Diskusi Publik Soroti Kinerja Wali Kota dr. Christian Widodo dan Wakil Wali Kota Serena Cosgrova Francis

KOTA KUPANG, NTT – Sebuah forum advokasi kebijakan publik bertajuk “Diskusi Publik Kepemimpinan Transformasional Kepala Daerah: Refleksi Kepuasan dan Harapan Masyarakat terhadap Wali Kota dr. Christian Widodo dan Wakil Wali Kota Serena Cosgrova Francis” baru-baru ini diselenggarakan. Acara penting ini merupakan inisiatif dari Himpunan Mahasiswa Program Studi (HMPS) Ilmu Administrasi Negara, Fakultas Ilmu Sosial dan Ilmu Politik (FISIP), Universitas Nusa Cendana (Undana), dan dilangsungkan hari ini Sabtu, 6 Desember 2025, di Subasuka Paradise.

​Forum tersebut berhasil merangkum pandangan tokoh masyarakat dan pelaku Usaha Mikro, Kecil, dan Menengah (UMKM) mengenai kinerja kepemimpinan daerah, sekaligus menyoroti tantangan struktural yang masih memerlukan perhatian serius.

​Pandangan Masyarakat Terhadap Kepemimpinan

​Secara umum, tokoh masyarakat memberikan penilaian positif terhadap kepemimpinan dr. Christian Widodo dan Serena Cosgrova Francis.

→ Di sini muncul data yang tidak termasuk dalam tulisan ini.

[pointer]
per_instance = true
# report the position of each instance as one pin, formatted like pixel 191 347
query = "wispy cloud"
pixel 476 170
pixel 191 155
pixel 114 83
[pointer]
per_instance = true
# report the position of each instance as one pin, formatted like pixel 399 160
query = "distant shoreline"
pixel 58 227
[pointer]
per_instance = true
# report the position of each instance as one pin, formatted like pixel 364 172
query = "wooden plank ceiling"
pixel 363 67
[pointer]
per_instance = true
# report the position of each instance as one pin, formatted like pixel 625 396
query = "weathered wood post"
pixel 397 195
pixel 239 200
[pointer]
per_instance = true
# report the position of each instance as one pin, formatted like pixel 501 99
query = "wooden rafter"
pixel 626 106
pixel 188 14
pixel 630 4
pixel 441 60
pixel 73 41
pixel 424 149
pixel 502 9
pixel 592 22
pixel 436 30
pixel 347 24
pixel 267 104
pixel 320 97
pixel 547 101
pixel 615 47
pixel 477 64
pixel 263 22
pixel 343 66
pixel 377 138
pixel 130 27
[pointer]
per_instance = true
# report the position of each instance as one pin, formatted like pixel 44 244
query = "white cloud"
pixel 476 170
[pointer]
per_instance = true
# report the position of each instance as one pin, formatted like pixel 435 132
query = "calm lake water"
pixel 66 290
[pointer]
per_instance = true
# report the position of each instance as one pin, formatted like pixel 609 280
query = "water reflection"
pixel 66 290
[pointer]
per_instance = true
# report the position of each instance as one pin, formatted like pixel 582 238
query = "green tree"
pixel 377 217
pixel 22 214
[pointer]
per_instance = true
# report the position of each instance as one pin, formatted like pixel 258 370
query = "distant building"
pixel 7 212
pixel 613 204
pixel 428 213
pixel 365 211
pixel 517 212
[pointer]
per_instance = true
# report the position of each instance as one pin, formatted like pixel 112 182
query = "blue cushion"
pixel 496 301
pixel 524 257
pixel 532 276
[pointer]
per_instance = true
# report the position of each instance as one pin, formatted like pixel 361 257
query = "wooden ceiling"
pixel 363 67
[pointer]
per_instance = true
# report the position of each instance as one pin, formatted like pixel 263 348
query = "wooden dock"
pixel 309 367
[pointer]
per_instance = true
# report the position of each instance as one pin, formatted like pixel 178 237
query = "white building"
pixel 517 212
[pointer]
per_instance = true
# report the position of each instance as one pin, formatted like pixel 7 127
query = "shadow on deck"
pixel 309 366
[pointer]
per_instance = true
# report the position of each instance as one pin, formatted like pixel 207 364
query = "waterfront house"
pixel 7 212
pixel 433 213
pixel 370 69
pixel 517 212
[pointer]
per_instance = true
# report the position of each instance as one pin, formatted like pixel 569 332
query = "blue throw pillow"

  • ​Persepsi umum menunjukkan bahwa kepemimpinan dinilai memiliki arah yang jelas dan komitmen kuat dalam reformasi layanan publik.
  • Terdapat dorongan kuat untuk percepatan ekonomi rakyat.
  • Namun, masyarakat berharap agar Pemerintah Kota (Pemkot) dapat terus memperluas komunikasi dan konsultasi publik guna memastikan kebijakan yang diambil selaras dengan kebutuhan warga.

​Fase Kerja Kepemimpinan

​Pemerintah Kota membagi periode kerja ke dalam dua fase strategis:

  • ​Tahun Pertama: Difokuskan pada Fase membangun fondasi.
  • Tahun Kedua-Ketiga: Difokuskan pada Fase percepatan solutif.

​Aspirasi UMKM

​Pelaku UMKM, sebagai salah satu fokus perhatian kepemimpinan, menyampaikan bahwa aspirasi utama mereka adalah mendapatkan akses modal dan pelatihan digital untuk meningkatkan daya saing bisnis di Kupang.

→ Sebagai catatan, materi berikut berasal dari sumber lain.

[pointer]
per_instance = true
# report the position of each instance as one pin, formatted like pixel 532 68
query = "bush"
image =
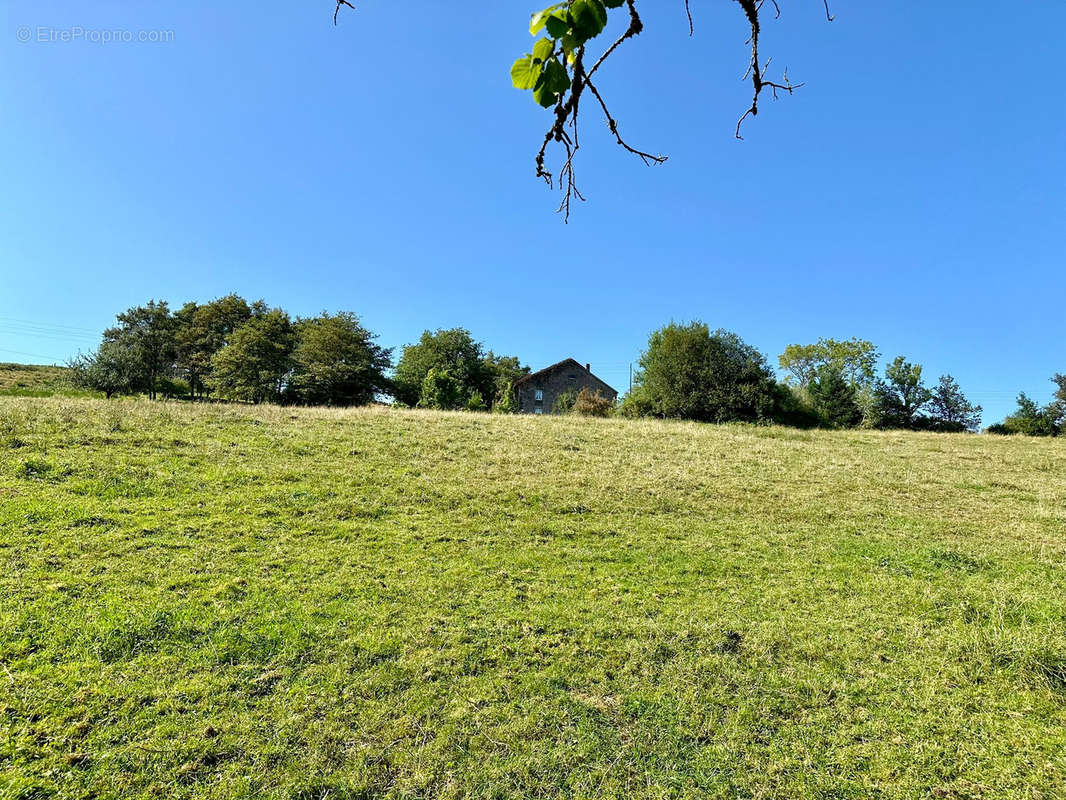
pixel 172 387
pixel 475 402
pixel 564 402
pixel 592 404
pixel 689 372
pixel 439 390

​Tantangan Struktural: Bukan Kegagalan Kepemimpinan

​Presentasi dalam forum tersebut secara tegas menyimpulkan bahwa kendala pembangunan yang dihadapi Kupang adalah persoalan struktural jangka panjang, dan bukan kegagalan kepemimpinan.

Baca juga :  Bukan Hebat Saya, Ini Dukungan Warga": Respon Rendah Hati Christian Widodo Soal Survei 80,1%

​Tiga isu utama yang menjadi tantangan struktural tersebut meliputi:

  • ​Sampah: Menjadi masalah paling dominan dengan persentase hingga 22,69%.
  • Air Bersih: Menduduki posisi kedua dengan 18,52%.
  • Infrastruktur Dasar: Menyumbang 12,04% dari total tantangan.

​Persoalan SOP dan Koordinasi juga tercatat sebagai hambatan penting yang harus segera dibenahi untuk mendukung percepatan solutif.

​Melalui refleksi yang diselenggarakan oleh HMPS Administrasi Negara Undana ini, diharapkan sinergi antara pemerintah di bawah kepemimpinan Christian-Serena dan masyarakat dapat diperkuat untuk mewujudkan transformasi daerah yang lebih maju.